How would you coach someone going into their first professional position?

6 comments:

Waggonerland said...

John,
You are spot on about being serious in setting goals and communicating them to your boss. In my previous group, I was always proactive in documenting and communicating my career goals. This kept me at the forefront of my manager's mind when development opportunities arose in the group.

Those in my group that did not get the same amount or quality of assignments generally did not take the goal-setting process seriously. This created some tension with my peers from time to time. What made it easier was that I was able to point to my goals and ask them, "Have you documented your goals with our manager?"

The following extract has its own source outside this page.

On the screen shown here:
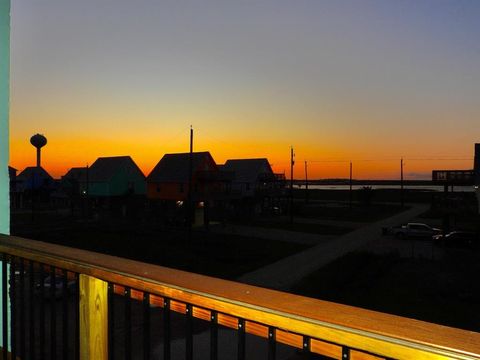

Goals can be scary, but only if we view failure as negative instead of informative and opportunities for improvement.

J Wong said...

John has given me the advice of “think of yourself as a company” and it is absolutely true and very valuable!

My advice - I guess I would say that always be professional and treat people with respect because you never know when things will change. The business world is forever dynamic and interesting things happen rapidly.

In addition, always be in charge of your career. A company (or boss) may help you help yourself with your career but at the end of the day you’re in the driver seat. Don’t forget who is steering.

Last, socialize your ambitions with people, internally and externally. You’ll be amazed at how many people are willing to help a hard working individual realize their dreams and provide them with opportunities to shine.

Congratulations Tim and good luck!

John Bishop said...
This comment has been removed by the author.
John Bishop said...

Dear J Wong,

I like your reminder to socialize your goals. A few might be private, but in general they are business goals to help the team and/or enterprise.

Another cool part about socializing during the goal setting process is that you can help others. It just may be that your peers do not know how to set "SMART" goals (Specific, Measureable, Achieveable, Relevant and Time-phased).

John Bishop said...

Dear Waggonerland - great insight. Thanks. I used to have a mentor who said telling your boss your goals at the end ot the review period was like throwing an axe at the tree and then painting a target around it! Anyone can do that.

It amazes me still today the high percent of professionals that do not believe or understand the connection between goals setting, accomplishments and ultimately pay.

Karl Waggoner said...

John,
Great point about the S.M.A.R.T. goals. Saying you want to be successful is not nearly as effective as enumerating what success looks like and how you know you've achieved it.